Il direttore d’orchestra, compositore e pianista torinese aveva una malattia neurodegenerativa. Si è spento a 48 anni

Ezio Bosso

"Con Enzo Bosso il mondo della cultura perde una figura straordinaria. Non solo un artista di rara sensibilità, ma un uomo che durante la sua purtroppo breve vita ha trasmesso i valori universali del dialogo e dell'incontro fra persone e culture". Lo hanno detto il sindaco Orlando e l'assessore Darawhsa commentando la scomparsa di Enzo Bosso.

"Se ne va un uomo che non soltanto con la musica ha comunicato un grande impegno umano e sociale, il valore educativo delle arti. Del suo sorriso sentiremo tutti la mancanza", hanno poi concluso Orlando e Darawhsa.

Ezio Bosso è morto a 48 anni, nella sua casa di Bologna. Il compositore e pianista torinese aveva una malattia neurodegenerativa dal 2011, ma nonostante ciò era riuscito a diventare uno dei nomi più noti del panorama musicale italiano. Direttore d’orchestra, compositore e pianista, Ezio Bosso era nato a Torino il 13 settembre 1971. Bosso si è spento ieri "a causa del degenerare delle patologie che lo affliggevano da anni - come si legge in una nota -. Sia i familiari che la sua famiglia professionale chiedono a tutti il massimo rispetto per la sua privacy in questo momento sommamente personale e intimo: l’unico modo per ricordarlo è, come sempre è stato e come sempre ha ribadito il Maestro, amare e proteggere il grande repertorio classico a cui ha dedicato tutta la sua esistenza e le cui sorti in questo momento così difficile sono state in cima ai suoi pensieri fino all’ultimo.
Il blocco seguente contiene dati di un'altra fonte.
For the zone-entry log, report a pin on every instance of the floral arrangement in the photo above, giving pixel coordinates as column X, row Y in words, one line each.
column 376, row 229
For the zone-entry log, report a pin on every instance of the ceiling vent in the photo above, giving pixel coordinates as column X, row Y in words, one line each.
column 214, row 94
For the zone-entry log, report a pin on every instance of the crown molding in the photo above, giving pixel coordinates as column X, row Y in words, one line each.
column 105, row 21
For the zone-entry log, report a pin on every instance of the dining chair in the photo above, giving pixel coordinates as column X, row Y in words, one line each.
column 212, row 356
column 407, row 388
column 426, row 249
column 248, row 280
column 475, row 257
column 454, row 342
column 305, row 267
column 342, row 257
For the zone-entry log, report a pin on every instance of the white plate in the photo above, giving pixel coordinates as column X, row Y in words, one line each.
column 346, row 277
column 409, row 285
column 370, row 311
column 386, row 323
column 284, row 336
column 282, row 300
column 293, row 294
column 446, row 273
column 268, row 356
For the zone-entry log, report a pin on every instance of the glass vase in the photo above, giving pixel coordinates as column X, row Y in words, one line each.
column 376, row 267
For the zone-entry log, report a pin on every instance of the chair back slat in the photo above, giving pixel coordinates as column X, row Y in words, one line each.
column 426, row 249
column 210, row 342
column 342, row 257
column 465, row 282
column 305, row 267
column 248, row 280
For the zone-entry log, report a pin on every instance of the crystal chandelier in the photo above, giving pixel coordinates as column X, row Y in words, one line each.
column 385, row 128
Le esequie si svolgeranno in forma strettamente privata". 

Alcuni anni fa, Ezio Bosso aveva annunciato di essere malato di una patologia neurodegenerativa. Una malattia che gli fu diagnosticata dopo un intervento per un tumore al cervello a cui fu sottoposto nel 2011 e che lo aveva costretto a dire addio ai concerti da solo al pianoforte nel settembre 2019, quando disse: "Non posso più suonare. Se mi volete bene smettete di chiedermi di mettermi al pianoforte e suonare. Non sapete la sofferenza che mi provoca questo, perché non posso. Ho due dita che non rispondono più bene e non posso dare alla musica abbastanza".
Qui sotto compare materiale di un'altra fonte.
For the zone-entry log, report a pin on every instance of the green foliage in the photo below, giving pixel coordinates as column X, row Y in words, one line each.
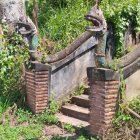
column 124, row 122
column 47, row 117
column 120, row 14
column 13, row 54
column 69, row 128
column 135, row 104
column 61, row 20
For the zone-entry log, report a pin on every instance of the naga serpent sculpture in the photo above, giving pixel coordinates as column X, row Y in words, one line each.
column 98, row 29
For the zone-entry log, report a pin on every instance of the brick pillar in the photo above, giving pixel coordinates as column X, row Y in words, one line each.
column 104, row 84
column 38, row 87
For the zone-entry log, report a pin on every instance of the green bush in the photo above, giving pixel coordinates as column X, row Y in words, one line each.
column 120, row 14
column 13, row 54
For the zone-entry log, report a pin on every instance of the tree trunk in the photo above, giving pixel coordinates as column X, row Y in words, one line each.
column 13, row 11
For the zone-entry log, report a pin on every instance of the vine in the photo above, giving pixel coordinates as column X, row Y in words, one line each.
column 121, row 14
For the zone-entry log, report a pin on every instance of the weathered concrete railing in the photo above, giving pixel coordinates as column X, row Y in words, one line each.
column 71, row 71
Poco dopo, spiegò che non si trattava di un addio al mondo della musica: "Chiariamoci bene. Sono molto felice perché faccio il mio mestiere di direttore. Facciamo cose ancor più belle con le orchestre. Quelle che sogno e ho sognato tutta la vita. Purtroppo è stato dato inutile risalto in maniera sciacalla come sempre al pregiudizio su di me. E questo sì che fa male. Ho solo risposto (come dovreste aver notato) che non faccio più concerti da solo al pianoforte perché lo farei peggio che mai e già prima ero scarso :) cosa che avevo già annunciato 2 anni fa. Ma continuo a fare musica e meglio di prima! Non mi sono ritirato. Sono felice di ciò che faccio tantissimo! Ma mi addolora quando si insiste col pianoforte perché non so dire di no, faccio molta fatica e non ho abbastanza qualità. Ma soprattutto perché non si vede la bellezza di altro, quello per cui lotto". 
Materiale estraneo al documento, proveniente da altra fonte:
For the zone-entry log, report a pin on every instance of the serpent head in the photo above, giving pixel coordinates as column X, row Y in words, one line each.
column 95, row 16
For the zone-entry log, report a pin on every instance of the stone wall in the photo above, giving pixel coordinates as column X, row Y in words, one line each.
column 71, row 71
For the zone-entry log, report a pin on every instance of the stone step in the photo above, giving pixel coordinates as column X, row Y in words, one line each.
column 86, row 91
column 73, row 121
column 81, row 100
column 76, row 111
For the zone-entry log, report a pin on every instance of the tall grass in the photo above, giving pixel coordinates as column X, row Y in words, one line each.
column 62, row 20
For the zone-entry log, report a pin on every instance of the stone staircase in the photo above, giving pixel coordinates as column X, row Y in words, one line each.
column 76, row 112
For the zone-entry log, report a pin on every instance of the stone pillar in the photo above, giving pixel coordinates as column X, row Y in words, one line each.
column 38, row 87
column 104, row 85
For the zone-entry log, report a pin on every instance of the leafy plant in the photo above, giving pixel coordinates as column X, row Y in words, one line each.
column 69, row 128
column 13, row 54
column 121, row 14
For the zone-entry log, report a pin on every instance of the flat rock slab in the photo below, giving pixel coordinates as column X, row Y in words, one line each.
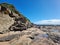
column 9, row 37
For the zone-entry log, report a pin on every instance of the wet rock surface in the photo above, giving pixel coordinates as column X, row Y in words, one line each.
column 15, row 29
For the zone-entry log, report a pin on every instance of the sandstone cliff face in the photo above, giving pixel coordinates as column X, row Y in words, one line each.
column 11, row 19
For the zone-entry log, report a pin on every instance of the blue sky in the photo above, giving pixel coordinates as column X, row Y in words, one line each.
column 37, row 10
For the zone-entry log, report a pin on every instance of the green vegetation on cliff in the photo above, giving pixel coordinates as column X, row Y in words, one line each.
column 13, row 9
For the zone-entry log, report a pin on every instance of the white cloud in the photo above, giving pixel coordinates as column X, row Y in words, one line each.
column 51, row 21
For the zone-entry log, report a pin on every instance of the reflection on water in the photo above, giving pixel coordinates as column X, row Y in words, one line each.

Musicista di straordinario talento, oltre che grande esempio di vita per la sua tempra, Ezio Bosso si era avvicinato alla musica all'età di 4 anni. Aveva esordito come solista in Francia a soli 16 anni. Ma a cambiargli la vita fu l'ìncontro con il contrabbassista viennese Ludwig Streicher. Fu lui a consigliargli di studiare composizione e direzione d'orchestra all'Accademia di Vienna. Negli anni 90 Bosso divenne un musicista apprezzato a livello internazionale, con concerti in tutto il mondo: dalla Sydney Opera House alla Carnegie Hall passando per il teatro Regio di Torino e il Colòn di Buenos Aires. Ha diretto la London Symphony Orchestra, l'Orchestra dell'Accademia Nazionale di Santa Cecilia, quella del Comunale di Bologna, la Filamornica '900 e altre ancora, mentre tra il 2017 e il 2018 è stato direttore stabile del Teatro Lirico Giuseppe Verdi di Trieste. 

Nel 2016 Carlo Conti lo invitò come ospite d'onore al Festival di Sanremo. La sua esibizione sul palco dell'Ariston incantò l'Italia e da quel momento la sua arte divenne nota anche al grande pubblico. L'esecuzione di "Following a Bird", una composizione inserita nell'album "The 12th Room", aveva colpito tutti.